At the end of the day, the question is not how do we preserve the trellis, but rather, how is God seeing fit to best support the growth and sustenance of the crop? What happens if that changes? 

At the end of the day, Jesus does not say “lay down your life for the trellis,” nor does he say “lay down your life for me.” Instead he says, “lay down your lives for one another.”

What burdens are we willing to shoulder that each others’ faith and our collective faithfulness might thrive? 

Ten years ago, God showed us that while there were already good and beautiful things happening in Vancouver, including through that Cathedral community, it was time for a new crop to be planted. One with a different varietal, a different terroir. 

And while I had some part in what was happening there, it still feels to me as though God was the one planting a new vine in different soil. A particular trellis was erected to support this young vine and its growth. At times that trellis failed. It had to be built and rebuilt multiple times in its first few years. 

By way of mixing metaphors, or perhaps creating our own distinctive Meritage, I want to offer this distinct but complementary image as well. 

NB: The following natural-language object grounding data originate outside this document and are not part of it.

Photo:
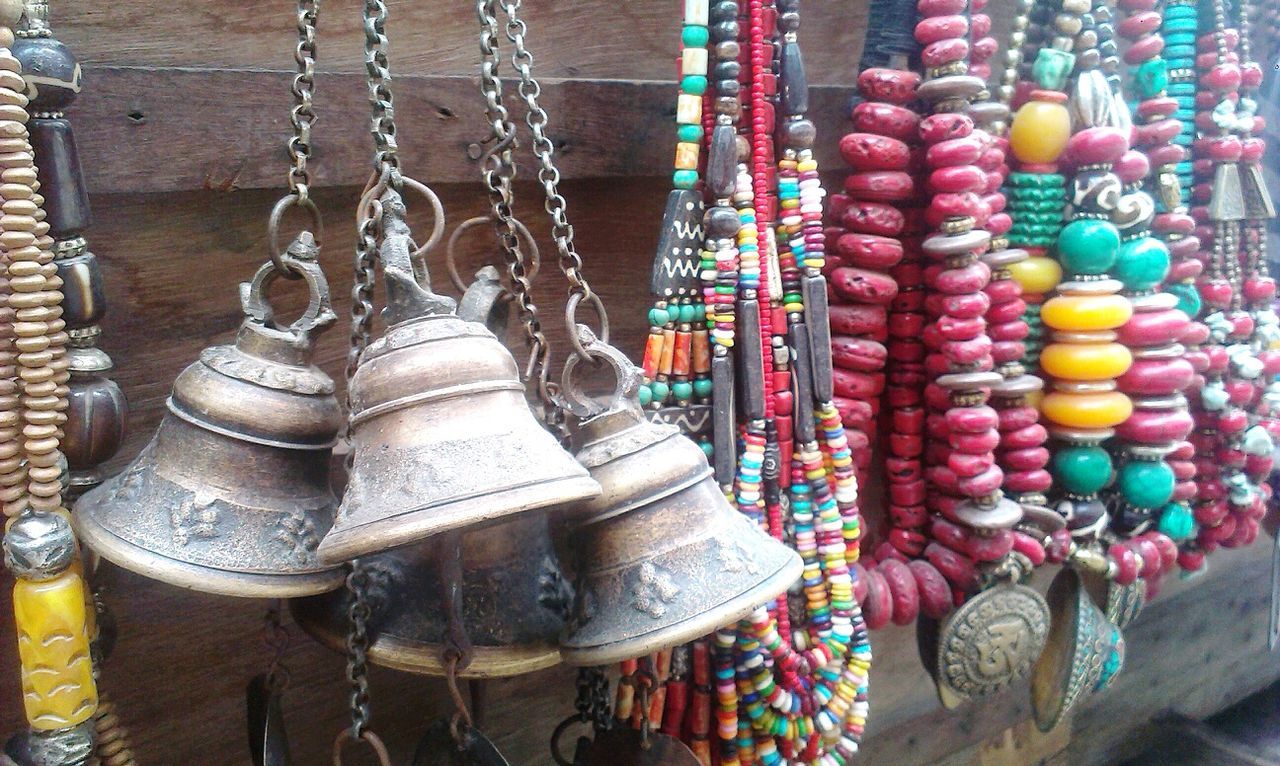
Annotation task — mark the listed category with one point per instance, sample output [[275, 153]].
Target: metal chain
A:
[[357, 648], [379, 77], [304, 114], [498, 169], [549, 176]]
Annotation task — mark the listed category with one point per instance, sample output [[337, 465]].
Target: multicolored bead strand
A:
[[1084, 358]]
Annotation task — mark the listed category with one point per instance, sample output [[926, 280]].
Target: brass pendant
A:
[[438, 747], [631, 747], [1084, 652], [268, 742], [987, 644], [1124, 602]]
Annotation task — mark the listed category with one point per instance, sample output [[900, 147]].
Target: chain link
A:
[[498, 169], [357, 648], [304, 115], [548, 174], [379, 77]]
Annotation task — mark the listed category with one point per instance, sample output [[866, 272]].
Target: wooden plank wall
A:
[[178, 226]]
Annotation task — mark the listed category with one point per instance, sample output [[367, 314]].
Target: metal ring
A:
[[273, 229], [369, 738], [571, 323], [560, 733], [437, 210], [521, 231]]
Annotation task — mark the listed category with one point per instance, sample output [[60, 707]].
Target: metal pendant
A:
[[268, 742], [1084, 652], [987, 644], [630, 747], [1124, 602], [439, 748]]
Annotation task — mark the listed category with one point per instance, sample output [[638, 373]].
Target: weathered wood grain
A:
[[183, 130], [570, 39]]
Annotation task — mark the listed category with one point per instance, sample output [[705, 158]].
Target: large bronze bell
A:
[[232, 495], [440, 431], [496, 589], [662, 557], [510, 602]]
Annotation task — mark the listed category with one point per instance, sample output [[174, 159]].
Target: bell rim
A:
[[425, 521], [700, 624], [425, 659], [199, 578]]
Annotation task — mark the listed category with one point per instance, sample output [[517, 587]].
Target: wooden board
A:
[[182, 130]]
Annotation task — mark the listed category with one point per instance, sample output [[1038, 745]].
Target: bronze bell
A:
[[662, 555], [442, 434], [232, 495], [498, 589], [510, 602]]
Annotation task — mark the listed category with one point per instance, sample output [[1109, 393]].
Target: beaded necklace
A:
[[1148, 486]]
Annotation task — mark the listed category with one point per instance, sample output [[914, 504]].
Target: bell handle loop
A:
[[451, 260], [273, 228], [626, 374], [300, 261], [558, 734], [571, 322], [365, 737], [485, 301]]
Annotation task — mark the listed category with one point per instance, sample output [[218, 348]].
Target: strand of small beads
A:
[[1150, 496], [1084, 358], [1260, 287], [1228, 500], [677, 358]]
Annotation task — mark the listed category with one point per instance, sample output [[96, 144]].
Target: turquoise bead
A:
[[694, 36], [1152, 77], [1147, 483], [694, 85], [1188, 297], [1088, 246], [1176, 521], [1082, 470], [690, 133], [685, 178], [1142, 264], [1052, 67]]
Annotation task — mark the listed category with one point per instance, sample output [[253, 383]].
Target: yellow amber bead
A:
[[1037, 274], [1086, 361], [1084, 313], [1040, 132], [58, 687], [1087, 410]]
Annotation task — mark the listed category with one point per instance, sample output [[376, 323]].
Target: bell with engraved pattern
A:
[[662, 557], [232, 495], [440, 432]]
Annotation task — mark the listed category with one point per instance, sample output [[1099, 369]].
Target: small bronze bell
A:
[[1083, 655], [440, 431], [512, 603], [232, 495], [662, 556]]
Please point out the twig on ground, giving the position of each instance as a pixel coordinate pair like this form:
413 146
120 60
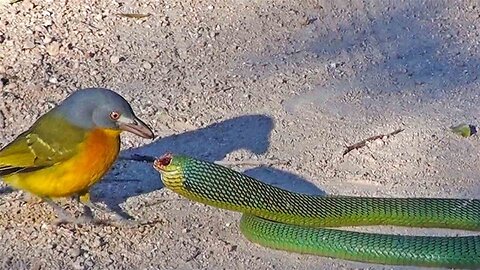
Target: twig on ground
364 142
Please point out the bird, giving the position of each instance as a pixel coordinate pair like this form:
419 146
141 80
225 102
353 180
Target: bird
70 148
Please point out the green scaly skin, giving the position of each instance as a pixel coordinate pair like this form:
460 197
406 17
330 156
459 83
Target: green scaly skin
281 219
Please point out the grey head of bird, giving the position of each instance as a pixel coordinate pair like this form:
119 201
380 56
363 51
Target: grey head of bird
101 108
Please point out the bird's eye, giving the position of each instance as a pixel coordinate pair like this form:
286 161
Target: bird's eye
114 115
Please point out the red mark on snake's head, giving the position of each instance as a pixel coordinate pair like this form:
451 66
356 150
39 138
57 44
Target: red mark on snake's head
163 161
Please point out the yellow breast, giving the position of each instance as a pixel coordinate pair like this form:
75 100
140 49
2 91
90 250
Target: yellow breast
94 158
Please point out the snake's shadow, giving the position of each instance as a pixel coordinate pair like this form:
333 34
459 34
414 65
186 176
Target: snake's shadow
251 132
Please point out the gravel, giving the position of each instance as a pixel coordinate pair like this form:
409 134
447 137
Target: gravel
292 80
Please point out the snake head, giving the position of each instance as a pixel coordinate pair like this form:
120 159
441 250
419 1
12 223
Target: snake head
162 163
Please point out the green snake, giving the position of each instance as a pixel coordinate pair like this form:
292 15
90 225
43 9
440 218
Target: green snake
280 219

A number of years ago, Phyllis Tickle, an Episcopal laywoman–an educator, author, and editor, noted that every five hundred years the Church holds a giant rummage sale, and that we are living through one of those now. We are at a time in the life of the church where God is transforming us as individuals, and as the church. In the midst of it all, the call remains the same.

Whether we like it or not, we are in the midst of a period of time where all that the church has collected in main rooms and dusty corners is being put out on tables and auctioned off. What we’re trying to figure out these days is what of the church’s gifts–structures, postures, proclamation–still serve its participation in God’s mission today.

Abide in me as I abide in you. Love one another as I love you. 

I share these stories not to focus on some other community in some other place, but by way of illustration. Whatever you're experiencing here in this congregation is being experienced throughout the western church. There are ancient communities and brand new communities and communities in between that continue to wrestle with what it means to be faithful in this age.

Abide in me as I abide in you. Love one another as I love you. 

And while in our meeting later today we may end up talking about the trellis, it seems to me, it should be only in service of this question: 

What are we already doing as a Christian Community here in this place, to abide ever more deeply in God’s love?

And, then, we might continue to pray that God would show us might help to bear the fruit of the spirit, which is love, joy, peace, patience, kindness, goodness, faithfulness, gentleness, and self-control.